Porém, o Mapa da Violência 2016 mostra que o Estatuto do Desarmamento foi responsável por poupar 160.036 vidas desde 2003. Entre 1993 e 2003 os homicídios com arma de fogo cresceram 7,8% ao ano, até atingir 36.115 mortes. Seguindo esta progressão, em 2012, o número deveria ser de 71.118 vítimas fatais de disparos, mas foram registradas 40.077 mortes.

“O maior problema é que legitimar frases misóginas reforça a brutal desigualdade de gênero. Não conseguimos saber se isso ‘impacta’ diretamente na violência contra mulher, pois é bem difícil medir aumento de violência e quais as suas causas – a violência sempre tem muitas causas”, lembra a antropóloga, ao citar que a violência institucional têm se agravado no governo.

“Embora caiba lembrar que ela não é uma novidade, mas infelizmente um padrão que se relaciona a desigualdade social e de direitos”, aponta.

No entendimento das especialistas, apesar de não ser possível apontar uma relação direta entre as falas e mudanças nas políticas públicas, é preciso atenção às ações do Executivo. ”O que me parece que mais impacta na desigualdade e violência de gênero – contra mulheres, mas também contra pessoas LGBT – é também o desmonte de políticas sociais e preventivas. A Secretaria Especial para Mulheres perdeu seu papel, ao virar parte de uma suposta política de Direitos Humanos que, na verdade, não defende os direitos humanos”, aponta Heloisa Buarque de Almeida.
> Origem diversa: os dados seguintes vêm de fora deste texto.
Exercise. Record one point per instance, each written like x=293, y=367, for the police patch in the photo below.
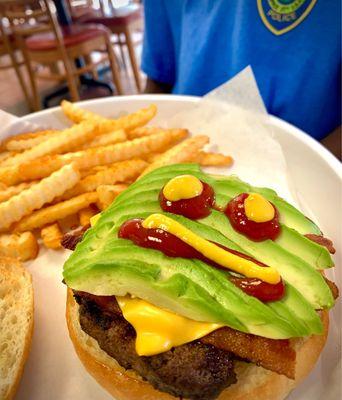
x=281, y=16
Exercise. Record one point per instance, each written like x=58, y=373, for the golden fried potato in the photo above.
x=52, y=236
x=23, y=246
x=66, y=140
x=105, y=125
x=26, y=143
x=85, y=214
x=179, y=153
x=77, y=114
x=90, y=158
x=118, y=172
x=108, y=193
x=152, y=130
x=37, y=195
x=106, y=139
x=5, y=155
x=31, y=170
x=11, y=191
x=58, y=211
x=123, y=151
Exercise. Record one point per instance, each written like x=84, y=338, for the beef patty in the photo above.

Rosane Borges, doutora em Comunicação e Linguagem pela Escola de Comunicações e Artes da Universidade de São Paulo (ECA-USP) e estudiosa sobre questões raciais, concorda que, quando gestores públicos têm esse tipo de postura, eles “sancionam pelo discurso práticas violentas já existentes na sociedade”.

“A reafirmação dessas visões, que são preconceituosas e estereotipadas, funcionam como se fossem pura nitroglicerina”, diz Borges. “E as ações violentas precisam ter alguma rubrica institucional discursiva. É por isso que a gente tem que tomar muito cuidado com o que a gente diz sobre o outro.”

Para a professora da USP, a imprensa tem um fator fundamental quando divulga estas falas não só ao noticiar, mas ao localizar o que ela significa por meio de dados e contexto.

“Embora o que ela [imprensa] tenha que divulgar o que eles dizem, é preciso também que forme a opinião pública. Então, é fundamental que ela traga outras vozes, demonstre por meio de indicadores e de números como o feminicídio é um derivado também de práticas discursivas, porque contrabalancear esses discursos institucionais é um papel fundamental da imprensa”, aponta.